Я медленно пошла к зданию. Хромая, на некотором удалении от меня, собака поплелась следом. На пятом этаже она все‑таки свалилась без сил. Бока ходили ходуном, язык выпал наружу, из пасти вырывались жуткие хрипы. "Как бы она сейчас не окочурилась", — подумала я. Понеслась наверх за салазками, на которых перевозила воду. Заодно прихватила с собой бутылку с эфиром и тампоны. Будет лучше, если при перевозке собака будет спать, а то еще привязывай ее, чтобы не дергалась.
Усыпила я ее быстро, хватило капли эфира. Мне показалось, что в ее глаза была укоризна, когда они закрывались. Я погрузила тушу на салазки и потащила наверх. Гораздо легче, чем бутыль с водой. Если здоровая собака должна весить около тридцати — сорока килограмм, то этот скелет едва дотягивал до пятнадцати.

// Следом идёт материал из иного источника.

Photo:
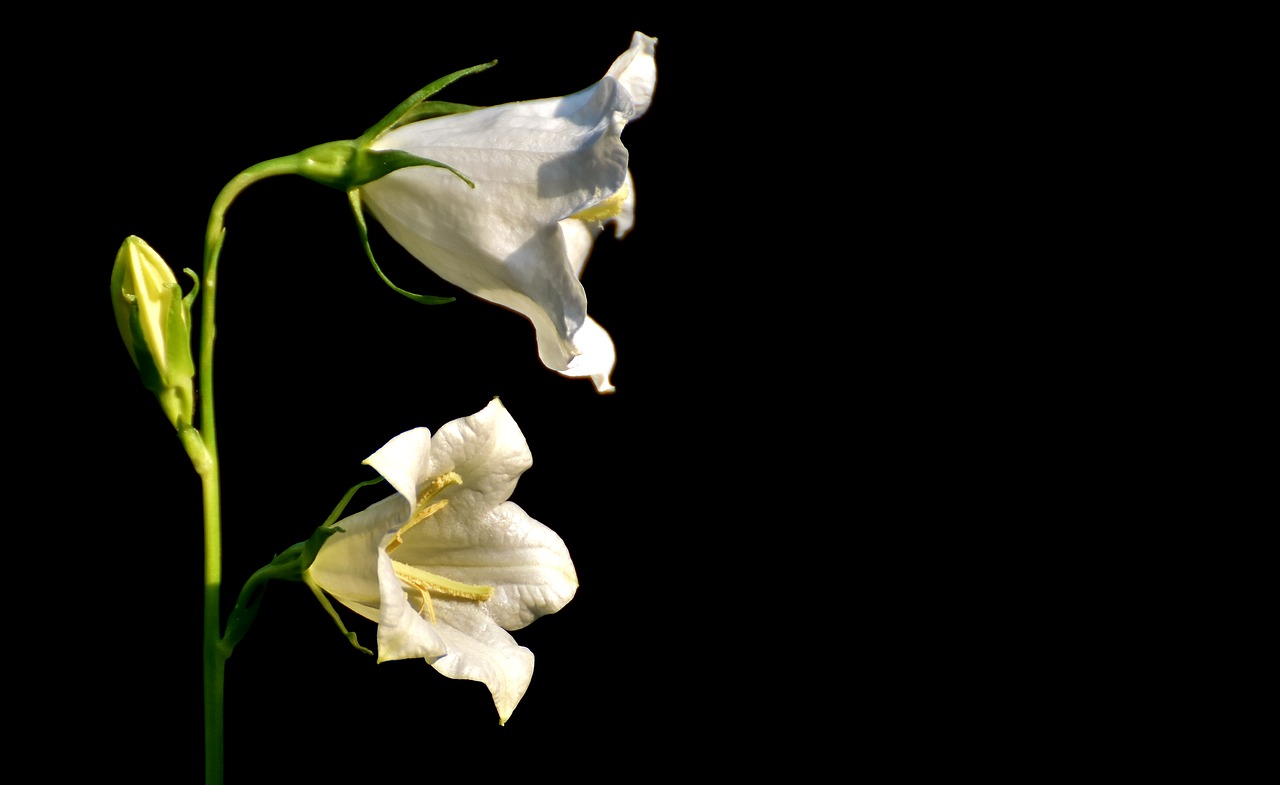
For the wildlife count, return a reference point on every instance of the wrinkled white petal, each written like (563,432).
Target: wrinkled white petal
(476,537)
(488,451)
(535,164)
(526,562)
(636,71)
(481,651)
(402,633)
(403,461)
(347,564)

Пока она спала, я решила заняться лечением. Промыла раны, наложила мазь с антибиотиком, прощупала кости. Сломано ничего не было, просто с кем‑то подрался совсем недавно. Для поддержки организма нужно было прокапать глюкозу и витамины. Я перетащила собаку в туалет. Соорудила самодельную капельницу, с огромным трудом попала в вену. Было уже темно, а маленький фонарик давал недостаточно света. Я ничего не понимала в ветеринарии, но предполагала, что четыреста грамм глюкозы будет достаточно для первого раза. Собака, перемотанная белыми бинтами, с капельницей в лапе, представляла собой душераздирающее зрелище. И жуткое и забавное. Я вспомнила практику в больнице и улыбнулась — бывало и похуже. Открыла дверь в секретную комнату и прилегла на диван так, чтобы в проеме двери видеть спящего пациента.

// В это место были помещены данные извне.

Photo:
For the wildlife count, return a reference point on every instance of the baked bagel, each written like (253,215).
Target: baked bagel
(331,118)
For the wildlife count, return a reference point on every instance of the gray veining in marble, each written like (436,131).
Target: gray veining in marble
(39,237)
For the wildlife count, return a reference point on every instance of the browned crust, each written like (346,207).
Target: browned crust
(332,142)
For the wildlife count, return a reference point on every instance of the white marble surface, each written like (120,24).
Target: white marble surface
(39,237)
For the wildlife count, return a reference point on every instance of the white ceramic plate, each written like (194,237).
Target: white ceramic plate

Когда четыреста миллиграмм глюкозы было влито, я отцепила капельницу, укрыла пса куском кожи с дивана и пошла спать, оставив полуоткрытую дверь. Впервые, за все время нахождения здесь. Одну ночь можно…

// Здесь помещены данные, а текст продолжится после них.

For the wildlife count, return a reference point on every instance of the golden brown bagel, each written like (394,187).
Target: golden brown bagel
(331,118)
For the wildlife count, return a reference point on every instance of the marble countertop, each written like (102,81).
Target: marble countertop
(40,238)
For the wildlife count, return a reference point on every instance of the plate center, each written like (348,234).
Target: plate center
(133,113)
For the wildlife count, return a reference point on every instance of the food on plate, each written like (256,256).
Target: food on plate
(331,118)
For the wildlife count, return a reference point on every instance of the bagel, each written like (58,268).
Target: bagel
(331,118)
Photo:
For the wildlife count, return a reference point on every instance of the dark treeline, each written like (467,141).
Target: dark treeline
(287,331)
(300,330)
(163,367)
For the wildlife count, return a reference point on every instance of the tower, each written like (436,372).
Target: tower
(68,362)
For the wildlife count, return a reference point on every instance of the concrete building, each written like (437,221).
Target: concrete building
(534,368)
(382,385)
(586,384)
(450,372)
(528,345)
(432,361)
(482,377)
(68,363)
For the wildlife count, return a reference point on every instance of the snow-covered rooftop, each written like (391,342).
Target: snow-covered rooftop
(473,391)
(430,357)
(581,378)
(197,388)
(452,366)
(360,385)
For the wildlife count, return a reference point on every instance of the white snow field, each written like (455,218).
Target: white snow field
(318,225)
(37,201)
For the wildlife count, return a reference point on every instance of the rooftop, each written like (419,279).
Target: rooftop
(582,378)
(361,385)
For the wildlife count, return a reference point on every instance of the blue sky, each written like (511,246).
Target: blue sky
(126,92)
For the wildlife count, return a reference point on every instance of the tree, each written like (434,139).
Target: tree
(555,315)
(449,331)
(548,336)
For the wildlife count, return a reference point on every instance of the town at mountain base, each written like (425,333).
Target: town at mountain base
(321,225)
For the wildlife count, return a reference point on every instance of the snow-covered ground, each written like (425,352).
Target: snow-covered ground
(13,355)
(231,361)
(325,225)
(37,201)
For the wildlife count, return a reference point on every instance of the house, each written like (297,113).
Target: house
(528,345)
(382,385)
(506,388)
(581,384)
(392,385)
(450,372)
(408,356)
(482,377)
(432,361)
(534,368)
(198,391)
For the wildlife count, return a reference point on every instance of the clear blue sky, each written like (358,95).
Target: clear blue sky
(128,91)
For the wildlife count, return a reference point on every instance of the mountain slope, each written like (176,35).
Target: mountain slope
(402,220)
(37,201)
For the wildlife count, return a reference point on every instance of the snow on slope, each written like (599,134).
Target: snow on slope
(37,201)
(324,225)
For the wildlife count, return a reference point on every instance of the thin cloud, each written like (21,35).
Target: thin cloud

На ошейнике было написано "Пол" и выбит номер телефона. Позвонить я не могла, да и если бы хозяин был жив, овчарка бы никуда от него не ушла, они очень преданные. Значит, уже мертв. Сначала он почти не реагировал на кличку. Но я постоянно с ним разговаривала, наверное, мне просто приятно было слышать свой голос, так я соскучилась по человеческой речи. Только через неделю, когда я позвала собаку "Пол, иди сюда", он впервые подошел и сел рядом. Пол выздоравливал быстро. Еще несколько раз приходилось усыплять его эфиром, обрабатывать раны и вливать глюкозу, но он не роптал, словно понимая, что все делается ему во благо. Пол производил впечатление очень сдержанного животного. Ни разу не вильнул радостно хвостом, не лизнул благодарственно руку, не гавкнул. Флегматично пил воду из миски, брал печенье, тогда, когда я отойду подальше. Серьезно и пристально наблюдал за моими перемещениями, штопкой, хозяйственными заботами. Когда у него поджили раны на боках и ноге, я решительно заявила:
— Следует тебя покупать Пол. Ты страшно воняешь.
Я уже неделю из‑за него спала с открытой дверью. Боялась и просыпалась от каждого шороха. Долго так продолжаться не могло, если собираюсь завести Пола в свою секретную комнату, нужно будет его искупать. Шампунь и мыло у меня были. Этого добра в шкафчиках офиса было достаточно. То ли девушки пользовались душем во время рабочего дня, то ли остались от сетевых мерчендайзеров.